Ron Perelman reportedly looking to unload the Creeks for $180 million

Allan M. Schneider, the legendary Hamptons real estate agent, once called the Creeks “the most important house in East Hampton.” Now, the fabled estate currently owned by Ronald O. Perelman is being shopped as a whisper listing, according to the New York Post, asking $180 million.

The estate is named for the two creeks, tributaries of Georgica Pond, that border the 57-acre property. There’s more than a mile of (heavily guarded) frontage on Georgica Pond and views to the Atlantic beyond. The house itself was built in 1899 for artist Albert Herter by Grosvenor Atterbury, architect of the Parrish Art Museum.

“Well, Albert Herter simply has no right to exist. To begin with, he was born to wealth and social position; he is handsome and attractive in manner, and he has exceptional talent. You see, his career knocks the props from under those accepted saws about the impetus of poverty.” — Regina Armstrong, The Art Interchange, January, 1899. Albert was the son and nephew of the famous Herter Brothers decorating company, the 19th century’s premier interior decorators and furniture craftsmen, in demand from the White House to Fifth Avenue mansions.

Albert’s wife Adele was also a talented painter. They made their home, then called Près Choisis, a showplace inside and out. Below is a photo from the Library of Congress labeled, “View to house from orange and yellow garden.”

Besides the orange and yellow garden, no doubt chosen to reflect the Mediterranean style of the house, was an acre-sized garden of blue irises, tended by 30 Japanese gardeners. The interiors were spectacular as well; Herter was a muralist among other things. The performing arts, too, were well-represented: there is a studio-theater on the estate where Caruso, Isadora Duncan, and Pavlova performed.

In 1952 the artist Alfonso A. Ossorio purchased the estate from Christian A. Herter, Secretary of State in the Eisenhower Administration. Ossorio, too, worked on the garden, creating a spectacular garden of conifers, unlike any other on earth.

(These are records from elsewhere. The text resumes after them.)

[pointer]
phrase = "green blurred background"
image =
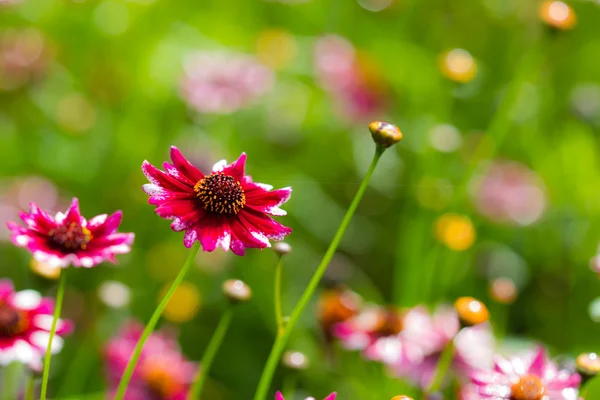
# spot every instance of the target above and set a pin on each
(103, 94)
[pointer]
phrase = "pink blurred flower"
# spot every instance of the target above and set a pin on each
(23, 56)
(25, 322)
(162, 372)
(526, 377)
(332, 396)
(351, 79)
(69, 239)
(509, 192)
(224, 208)
(223, 83)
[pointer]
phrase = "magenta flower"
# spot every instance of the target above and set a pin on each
(509, 192)
(224, 208)
(532, 377)
(25, 322)
(223, 83)
(332, 396)
(162, 372)
(69, 239)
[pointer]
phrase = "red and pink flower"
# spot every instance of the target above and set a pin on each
(25, 322)
(332, 396)
(526, 377)
(162, 372)
(225, 208)
(69, 239)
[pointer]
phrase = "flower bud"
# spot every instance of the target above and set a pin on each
(385, 134)
(237, 290)
(471, 311)
(557, 15)
(588, 365)
(282, 248)
(294, 360)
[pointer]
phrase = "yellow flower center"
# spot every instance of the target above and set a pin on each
(529, 387)
(159, 379)
(12, 322)
(221, 194)
(71, 237)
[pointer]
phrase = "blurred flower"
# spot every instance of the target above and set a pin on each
(455, 231)
(25, 321)
(458, 65)
(44, 269)
(23, 57)
(503, 290)
(509, 192)
(70, 239)
(223, 209)
(354, 81)
(162, 372)
(558, 15)
(184, 303)
(332, 396)
(276, 48)
(223, 83)
(530, 376)
(114, 294)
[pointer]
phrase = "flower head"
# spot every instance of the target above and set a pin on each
(225, 208)
(223, 83)
(25, 321)
(69, 239)
(531, 377)
(162, 372)
(332, 396)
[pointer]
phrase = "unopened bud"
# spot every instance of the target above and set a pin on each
(588, 365)
(385, 134)
(471, 311)
(236, 290)
(294, 360)
(557, 15)
(282, 248)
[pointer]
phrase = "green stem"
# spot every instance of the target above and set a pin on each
(57, 308)
(30, 394)
(442, 368)
(281, 340)
(209, 354)
(277, 295)
(152, 323)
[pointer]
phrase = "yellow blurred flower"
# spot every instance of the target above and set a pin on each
(276, 48)
(184, 304)
(458, 65)
(455, 231)
(44, 269)
(557, 15)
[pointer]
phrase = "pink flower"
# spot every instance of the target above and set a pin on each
(223, 83)
(352, 80)
(530, 377)
(69, 239)
(509, 192)
(332, 396)
(25, 321)
(162, 372)
(224, 208)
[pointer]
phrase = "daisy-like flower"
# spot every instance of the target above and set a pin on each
(69, 239)
(223, 83)
(162, 372)
(224, 208)
(530, 377)
(332, 396)
(25, 322)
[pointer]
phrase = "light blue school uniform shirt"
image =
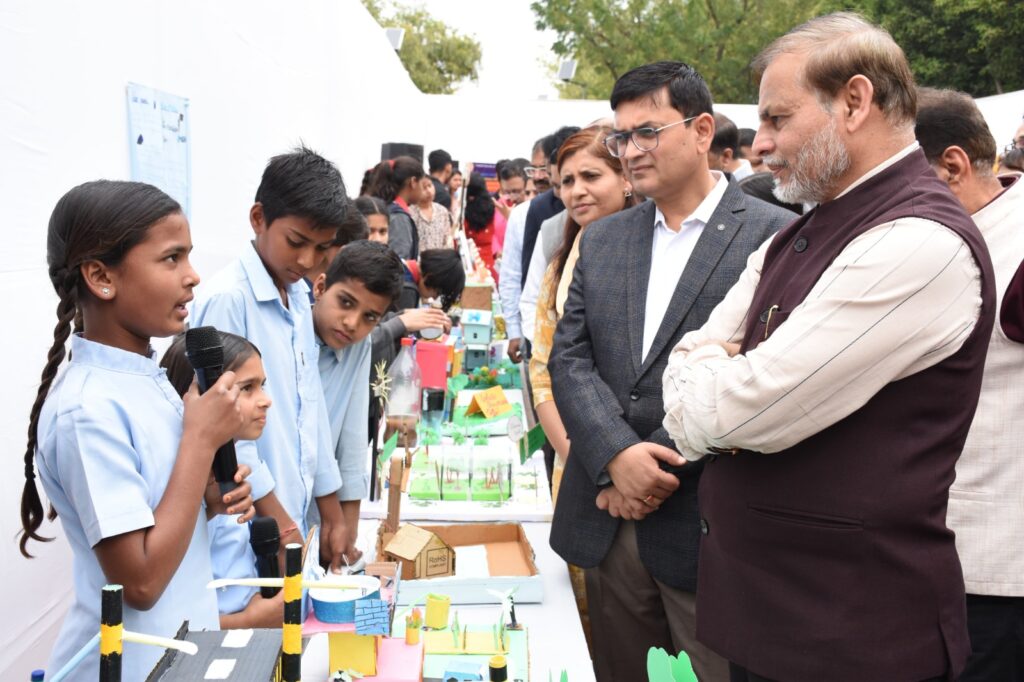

Ossorio was an Abstract Expressionist; he was influenced by Jackson Pollock and Pollock was influenced by him as well. It’s from the Creeks that Pollock took that fatal drunken drive home to Springs on August 11, 1956. (And supposedly, plenty of drips from Pollock’s work remain on the studio-theater’s floor.) Besides Pollock and wife Lee Krasner, Ossorio entertained such figures as Grace Hartigan, Franz Kline, Elaine and Willem de Kooning, Robert Motherwell, Barnett Newman and Mark Rothko.

After Ossorio’s death in 1990, the estate was offered for $25 million, with no takers until Perelman saw the place and did a deal that very afternoon for $12 million. Then, in the three weeks between closing and July 4th, the house was entirely renovated, back to the way the Herters had it in many cases.

Perelman, of course, is also a patron of the arts. Visible in the aerial photo above are two large sculptures, Torqued Torus Inversion and Junction by Richard Serra. Another Serra, 7 Plates, 6 Angles, is on the drive to the house. Perelman also threw the legendary Apollo in the Hamptons fundraiser for ten years, raising $30 million for the Apollo Theater.

Why is Perelman selling? He told Vanity Fair he wants “a less complicated and less leveraged business life.” He is, after all, 77, and he’s been married five times with eight children. His net worth, once estimated at nearly $20 billion, is now estimated just under $5 billion.

We’ll be very interested in the next iteration of the Creeks. The new owners will only be the fourth family to own it in 120 years.